Within the past year, and particularly the last few months, the Peoples Republic of China has expanded its exchange of military-related delegations with other nations along the ideologic and economic spectrums. In addition to proclaiming the need for vigilance on the USSR’s perfidy and for concern over US unreliability, Peking has used these exchanges to assess available foreign military equipment and technology, and to establish military contacts with countries that have a stake in the struggle between the two Superpowers.

The military visits and statements made by Chinese officials reveal Peking’s appreciation of its own military strengths and weaknesses as well as its determination to correct any deficiencies in the Peoples Liberation Army through modernization. The personal involvement of Vice-Premier Teng Hsiao-ping in the military modernization program underscores the importance attached to this undertaking. Although Peking is somewhat restricted by the lack of available foreign exchange and by its limited technical capability to absorb modern technology, it apparently intends to import more foreign military weapons and technology to support this modernization. If Peking can enhance and mobilize its technical resources and can adopt a more flexible stance on foreign indebtedness, then it could significantly improve its military capability during the next few years by concentrating on the most serious deficiencies.

[Omitted here is the discussion section of the appraisal.]

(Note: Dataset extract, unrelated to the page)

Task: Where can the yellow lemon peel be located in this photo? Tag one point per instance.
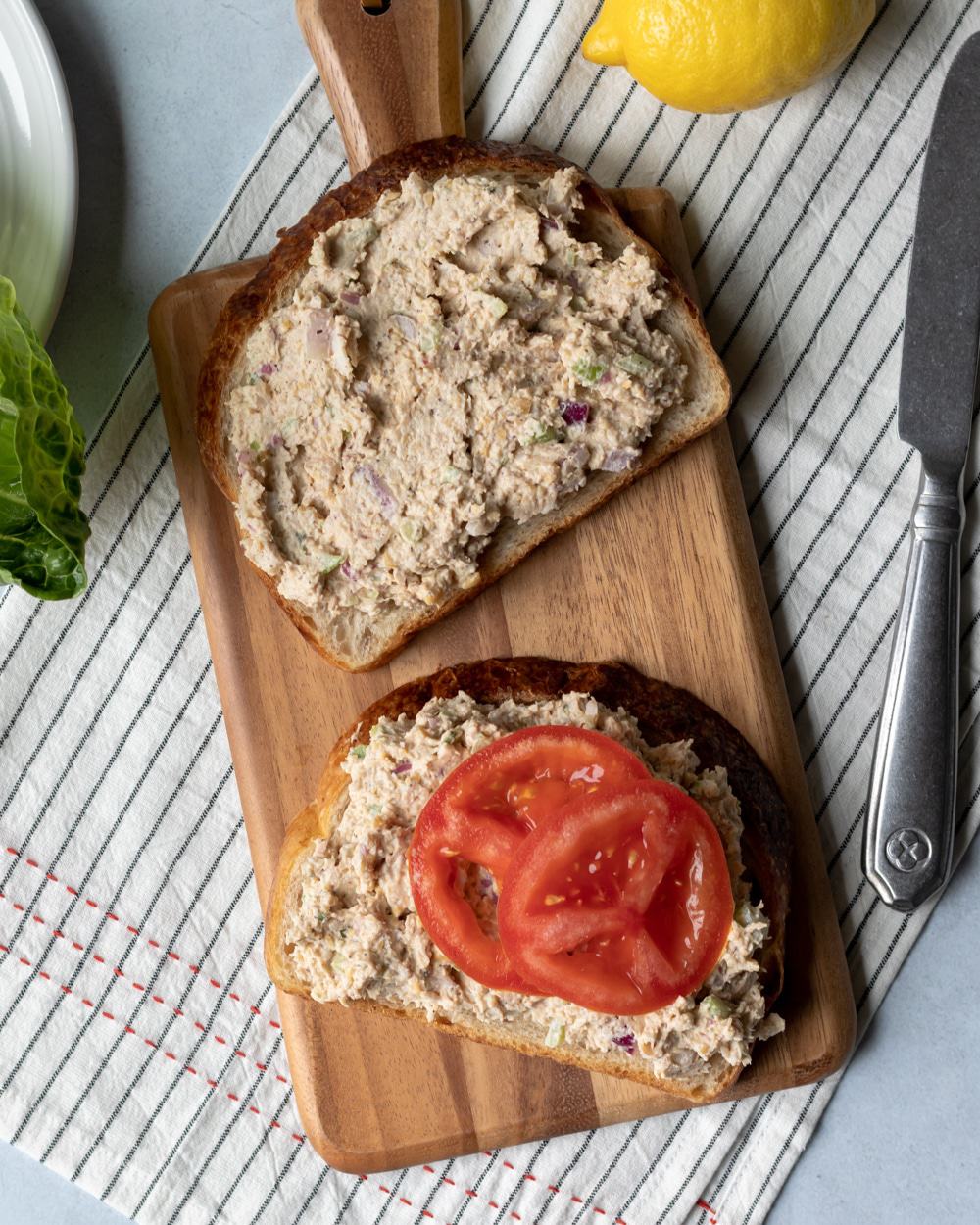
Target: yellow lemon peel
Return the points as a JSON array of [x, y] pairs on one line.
[[723, 55]]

The Chinese will continue to attack Soviet “expansionism” through every means possible. The exchange of military delegations will most likely slacken as Peking reviews the results of recent delegation visits. A few major purchases of modern weapons or technology will probably (75 percent) be made. However, given the economic and technical constraints on the PRC, the amount of arms traded should remain relatively small and will have only a limited impact on Peking’s military capabilities and on its role as an arms supplier in the near fu[Page 259]ture. Nevertheless, Peking has obviously embarked on a new phase of military modernization and intends to import foreign military equipment and production technology. These purchases will forge ties with European weapons producers and will ultimately strengthen China’s defenses against the Soviets. The modernization effort will not include any large-scale direct participation by the US under the current status of relations between the two countries, and the USSR can be expected to issue strongly worded denunciations of any arms and technology purchases made by China.

Prepared by: [name not declassified]

  1. Source: Carter Library, National Security Affairs, Staff Material, Far East, Oksenberg Subject File, Box 24, Arms Sales: 4–11/78. Secret; Noforn; Nontract; Orcon.